Advent

Zum ersten Mal allein in dem großen Haus, auf dem Grundstück. Wir halten auf dem Weg dorthin in der Dorfmitte an. Die Schreie von herumalbernden Teenagern verstärken die Stille nur noch. Später auf einem Spaziergang sind wir selbst die einzigen, die die Ruhe der Felder stören. Das Rascheln von Jacken und das Aufstapfen von Schuhen bedeuten an diesem Ort Krach. Man ist wirklich da. In Berlin auf der Straße verschwindet man in den Geräuschen, wenn man nicht laut ruft.

IMG_9878.JPG

Möhren reiben, gekochte Kartoffeln reiben, eine Schale Legemehl dazu. "Niemand sonst füttert Hühner so wie wir. Aber hier wurden die Hühner schon immer so und nicht anders gefüttert", sagt mein Cousin. Luxus-Hühner, die sich, auch wenn sie etwas pikiert gucken, streicheln lassen. Luxus-Hühner, die mich aufgebracht angackern, als am Morgen Schnee im Garten liegt. Lieber bleiben sie drin. 12 Eier an einem Wochenende.

IMG_9903.JPG

Ein Pellet-Ofen in der Küche, ein Kamin im Wohnzimmer: Ständig darf ich Holz nachlegen, Holz holen, Holz nachlegen. Was für ein großes Glück. Auf dem Küchenofen brodelt später ein Gulasch vom diesjährigen Bullen, der nun in Portionen geschnitten in der randvollen Tiefkühltruhe wohnt und mit jedem Mahl geehrt wird. Der Kreislauf hier aus Tieren, Menschen und Garten gestattet es außerdem, dass nichts umkommt, ohne dass man selbst unter Zwang stünde, immer alles aufessen oder sich anderweitig begrenzen zu müssen. Eine Art von Perfektion, die mich mit demselben Hochgefühl erfüllt wie ein guter philosophischer Beweis.

IMG_9916.JPG

Wir gehen im Dorf Glühwein trinken.
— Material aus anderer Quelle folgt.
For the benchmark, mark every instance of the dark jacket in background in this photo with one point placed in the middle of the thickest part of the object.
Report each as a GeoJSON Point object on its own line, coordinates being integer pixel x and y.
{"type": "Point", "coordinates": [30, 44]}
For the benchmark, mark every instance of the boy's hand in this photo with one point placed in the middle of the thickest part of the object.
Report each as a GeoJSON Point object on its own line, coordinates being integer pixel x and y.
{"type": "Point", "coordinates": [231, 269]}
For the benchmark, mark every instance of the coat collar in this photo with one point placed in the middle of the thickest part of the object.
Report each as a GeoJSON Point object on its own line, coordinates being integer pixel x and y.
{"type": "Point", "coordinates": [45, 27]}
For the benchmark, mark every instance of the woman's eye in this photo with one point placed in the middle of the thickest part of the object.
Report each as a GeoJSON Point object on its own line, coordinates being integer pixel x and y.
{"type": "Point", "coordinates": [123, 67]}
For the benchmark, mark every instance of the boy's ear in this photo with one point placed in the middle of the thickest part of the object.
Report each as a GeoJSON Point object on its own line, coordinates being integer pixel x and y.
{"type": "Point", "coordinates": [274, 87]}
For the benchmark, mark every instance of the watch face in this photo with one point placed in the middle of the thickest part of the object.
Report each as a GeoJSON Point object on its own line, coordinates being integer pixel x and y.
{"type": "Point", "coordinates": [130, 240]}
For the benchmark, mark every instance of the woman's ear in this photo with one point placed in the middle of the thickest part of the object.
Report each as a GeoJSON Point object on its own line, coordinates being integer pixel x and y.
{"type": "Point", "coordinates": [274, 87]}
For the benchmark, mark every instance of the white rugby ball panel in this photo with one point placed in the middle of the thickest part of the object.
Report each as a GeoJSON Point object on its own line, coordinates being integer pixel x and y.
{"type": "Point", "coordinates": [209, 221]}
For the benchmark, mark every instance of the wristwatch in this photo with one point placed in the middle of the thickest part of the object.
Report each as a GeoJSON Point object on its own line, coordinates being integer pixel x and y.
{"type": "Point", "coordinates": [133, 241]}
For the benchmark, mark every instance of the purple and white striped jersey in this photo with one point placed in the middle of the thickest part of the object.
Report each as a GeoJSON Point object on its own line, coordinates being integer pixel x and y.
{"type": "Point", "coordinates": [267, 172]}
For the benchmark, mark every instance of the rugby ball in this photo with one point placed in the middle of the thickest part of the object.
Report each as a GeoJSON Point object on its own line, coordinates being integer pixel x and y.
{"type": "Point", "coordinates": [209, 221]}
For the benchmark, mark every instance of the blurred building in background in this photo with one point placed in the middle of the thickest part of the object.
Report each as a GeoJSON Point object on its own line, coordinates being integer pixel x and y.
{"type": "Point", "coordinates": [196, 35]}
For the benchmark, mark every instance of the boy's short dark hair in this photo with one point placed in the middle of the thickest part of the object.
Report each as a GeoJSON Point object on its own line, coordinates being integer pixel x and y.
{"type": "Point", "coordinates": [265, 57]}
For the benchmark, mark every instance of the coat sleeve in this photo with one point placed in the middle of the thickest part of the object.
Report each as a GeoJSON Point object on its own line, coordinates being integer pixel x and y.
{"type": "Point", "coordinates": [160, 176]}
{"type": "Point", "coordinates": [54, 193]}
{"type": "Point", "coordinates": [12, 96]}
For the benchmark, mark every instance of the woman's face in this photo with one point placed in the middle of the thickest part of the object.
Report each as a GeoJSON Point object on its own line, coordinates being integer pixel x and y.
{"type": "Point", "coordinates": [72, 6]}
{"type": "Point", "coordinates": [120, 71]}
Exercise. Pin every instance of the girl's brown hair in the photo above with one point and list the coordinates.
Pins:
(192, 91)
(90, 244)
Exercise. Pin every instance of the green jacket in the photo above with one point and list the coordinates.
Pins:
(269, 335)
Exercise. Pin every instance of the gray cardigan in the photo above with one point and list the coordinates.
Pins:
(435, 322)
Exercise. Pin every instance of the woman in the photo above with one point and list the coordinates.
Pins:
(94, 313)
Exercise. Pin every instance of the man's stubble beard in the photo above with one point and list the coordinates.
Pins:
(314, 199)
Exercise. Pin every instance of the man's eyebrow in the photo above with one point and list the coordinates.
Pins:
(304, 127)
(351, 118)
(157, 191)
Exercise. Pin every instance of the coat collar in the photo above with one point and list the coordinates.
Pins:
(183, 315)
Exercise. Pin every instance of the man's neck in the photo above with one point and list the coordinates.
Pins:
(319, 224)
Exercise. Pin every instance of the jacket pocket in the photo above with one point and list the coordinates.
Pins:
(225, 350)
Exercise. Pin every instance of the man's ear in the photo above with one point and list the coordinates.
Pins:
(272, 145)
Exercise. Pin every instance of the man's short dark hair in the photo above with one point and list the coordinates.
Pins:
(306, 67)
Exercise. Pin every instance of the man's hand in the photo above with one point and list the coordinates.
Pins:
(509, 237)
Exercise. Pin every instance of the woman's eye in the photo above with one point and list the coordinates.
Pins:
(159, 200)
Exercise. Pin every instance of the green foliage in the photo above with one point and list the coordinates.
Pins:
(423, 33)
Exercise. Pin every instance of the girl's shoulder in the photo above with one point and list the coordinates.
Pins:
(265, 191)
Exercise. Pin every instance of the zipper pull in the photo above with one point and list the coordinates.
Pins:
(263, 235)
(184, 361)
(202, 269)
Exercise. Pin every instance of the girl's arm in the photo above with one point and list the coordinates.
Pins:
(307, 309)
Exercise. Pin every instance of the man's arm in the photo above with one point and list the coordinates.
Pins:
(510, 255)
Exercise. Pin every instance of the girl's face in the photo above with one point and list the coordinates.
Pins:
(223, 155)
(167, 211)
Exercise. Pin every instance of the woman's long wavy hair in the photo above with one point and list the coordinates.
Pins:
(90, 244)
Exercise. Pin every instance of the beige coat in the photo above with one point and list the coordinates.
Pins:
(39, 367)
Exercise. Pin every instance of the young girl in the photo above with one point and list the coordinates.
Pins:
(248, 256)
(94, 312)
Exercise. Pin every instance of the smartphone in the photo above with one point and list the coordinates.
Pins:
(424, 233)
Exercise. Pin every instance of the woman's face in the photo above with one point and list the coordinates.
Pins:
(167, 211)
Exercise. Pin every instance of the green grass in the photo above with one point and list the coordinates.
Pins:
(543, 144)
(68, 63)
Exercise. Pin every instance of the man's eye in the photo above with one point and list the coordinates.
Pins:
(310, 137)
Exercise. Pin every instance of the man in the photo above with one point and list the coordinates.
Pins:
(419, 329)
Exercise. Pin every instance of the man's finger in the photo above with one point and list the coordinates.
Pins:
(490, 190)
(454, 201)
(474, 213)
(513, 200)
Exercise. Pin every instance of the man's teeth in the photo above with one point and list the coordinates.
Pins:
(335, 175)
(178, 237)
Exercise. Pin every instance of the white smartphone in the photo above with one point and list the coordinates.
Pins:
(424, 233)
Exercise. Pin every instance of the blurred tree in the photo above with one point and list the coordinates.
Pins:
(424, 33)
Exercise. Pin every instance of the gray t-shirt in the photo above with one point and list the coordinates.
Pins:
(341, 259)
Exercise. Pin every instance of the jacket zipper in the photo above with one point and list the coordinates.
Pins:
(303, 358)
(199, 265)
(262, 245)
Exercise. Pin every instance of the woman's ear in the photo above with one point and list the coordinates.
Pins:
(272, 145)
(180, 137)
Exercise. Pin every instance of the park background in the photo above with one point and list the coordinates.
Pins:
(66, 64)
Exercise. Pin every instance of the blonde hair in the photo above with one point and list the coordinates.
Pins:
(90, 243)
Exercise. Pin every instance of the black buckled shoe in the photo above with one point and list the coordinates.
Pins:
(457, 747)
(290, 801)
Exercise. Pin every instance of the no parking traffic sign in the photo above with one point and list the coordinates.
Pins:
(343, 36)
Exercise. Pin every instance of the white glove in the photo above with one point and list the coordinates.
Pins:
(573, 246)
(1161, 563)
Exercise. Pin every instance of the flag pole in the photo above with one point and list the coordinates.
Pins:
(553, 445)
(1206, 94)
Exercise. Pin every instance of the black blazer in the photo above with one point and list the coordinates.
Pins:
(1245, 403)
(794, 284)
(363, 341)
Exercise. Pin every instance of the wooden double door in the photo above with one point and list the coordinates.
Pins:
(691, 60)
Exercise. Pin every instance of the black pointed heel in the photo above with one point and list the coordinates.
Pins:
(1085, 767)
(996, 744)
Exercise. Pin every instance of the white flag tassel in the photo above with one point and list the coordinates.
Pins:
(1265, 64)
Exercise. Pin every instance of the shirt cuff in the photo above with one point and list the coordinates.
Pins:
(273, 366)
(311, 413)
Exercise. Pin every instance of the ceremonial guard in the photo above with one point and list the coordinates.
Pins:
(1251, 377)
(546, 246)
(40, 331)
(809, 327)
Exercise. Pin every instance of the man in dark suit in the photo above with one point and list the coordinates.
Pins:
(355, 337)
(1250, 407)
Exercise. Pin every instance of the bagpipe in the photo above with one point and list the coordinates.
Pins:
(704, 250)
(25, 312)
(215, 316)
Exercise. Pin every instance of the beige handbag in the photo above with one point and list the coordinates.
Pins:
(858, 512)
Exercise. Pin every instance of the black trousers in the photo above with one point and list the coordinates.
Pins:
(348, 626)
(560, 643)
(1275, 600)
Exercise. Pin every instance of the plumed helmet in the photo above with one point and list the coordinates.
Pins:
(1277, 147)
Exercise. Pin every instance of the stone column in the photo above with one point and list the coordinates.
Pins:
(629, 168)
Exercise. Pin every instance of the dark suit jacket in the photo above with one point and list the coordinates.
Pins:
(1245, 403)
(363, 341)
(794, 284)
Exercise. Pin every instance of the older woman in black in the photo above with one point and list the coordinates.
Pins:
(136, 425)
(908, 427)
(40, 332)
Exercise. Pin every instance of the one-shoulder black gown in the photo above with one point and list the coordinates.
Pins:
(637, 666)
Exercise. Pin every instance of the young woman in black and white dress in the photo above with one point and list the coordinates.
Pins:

Augenwinkel überlegen, wer wir wohl sind. Schmalzgebäck auf Sachsen-Anhaltinisch.

IMG_9906.JPG

Unser neues Wohnzimmer unterm Dach misst 9 x 5 Quadratmeter. Zuerst Vollmond, dann Schnee.

IMG_9927.JPG

Was dieser Ort, die anders gearteten Tätigkeiten, der stete Wechsel zwischen draußen und drinnen mit mir tun, merke ich, als mir nach vielen Stunden Facebook wieder einfällt. Der Gedanke, mal nachzusehen, kommt und geht auch schon wieder, in einer einzigen Bewegung. Die äußere Ruhe wird zur inneren. Und das, was man jetzt gerade tut, reicht einem hin.

IMG_9926.JPG

Der alte Hund kann zwar nicht mehr so springen, aber die den Hunden eigene überschäumende Freude zeigt sich trotzdem in jeder Bewegung, im freudigen Winseln, im dankbaren Blick. Es ist schwer, in Gegenwart eines Hundes, der einem wohlgesinnt ist, melancholisch zu sein. Ja, wir gehen spazieren. Und so gehen wir durch weiße Schneestille, die nun noch tiefgreifender ist als am Vortag. Ich mit Kapuze im Gesicht gegen den Schneefall folgen wir einer anderen Mensch-Hund-Spur. Sonst nichts. Die Fotos werden ganz ohne Filter schwarzweiß. Sogar der Raubvogel, der in Zeitlupe von einem nahen Baum abhebt und das Wunder seines langsamen Fluges vorführt, ist Schwarzweiß. Der alte Hund und ich, wir schauen uns einen Moment an, dann geht jeder weiter in seiner Spur und seiner eigenen Welt.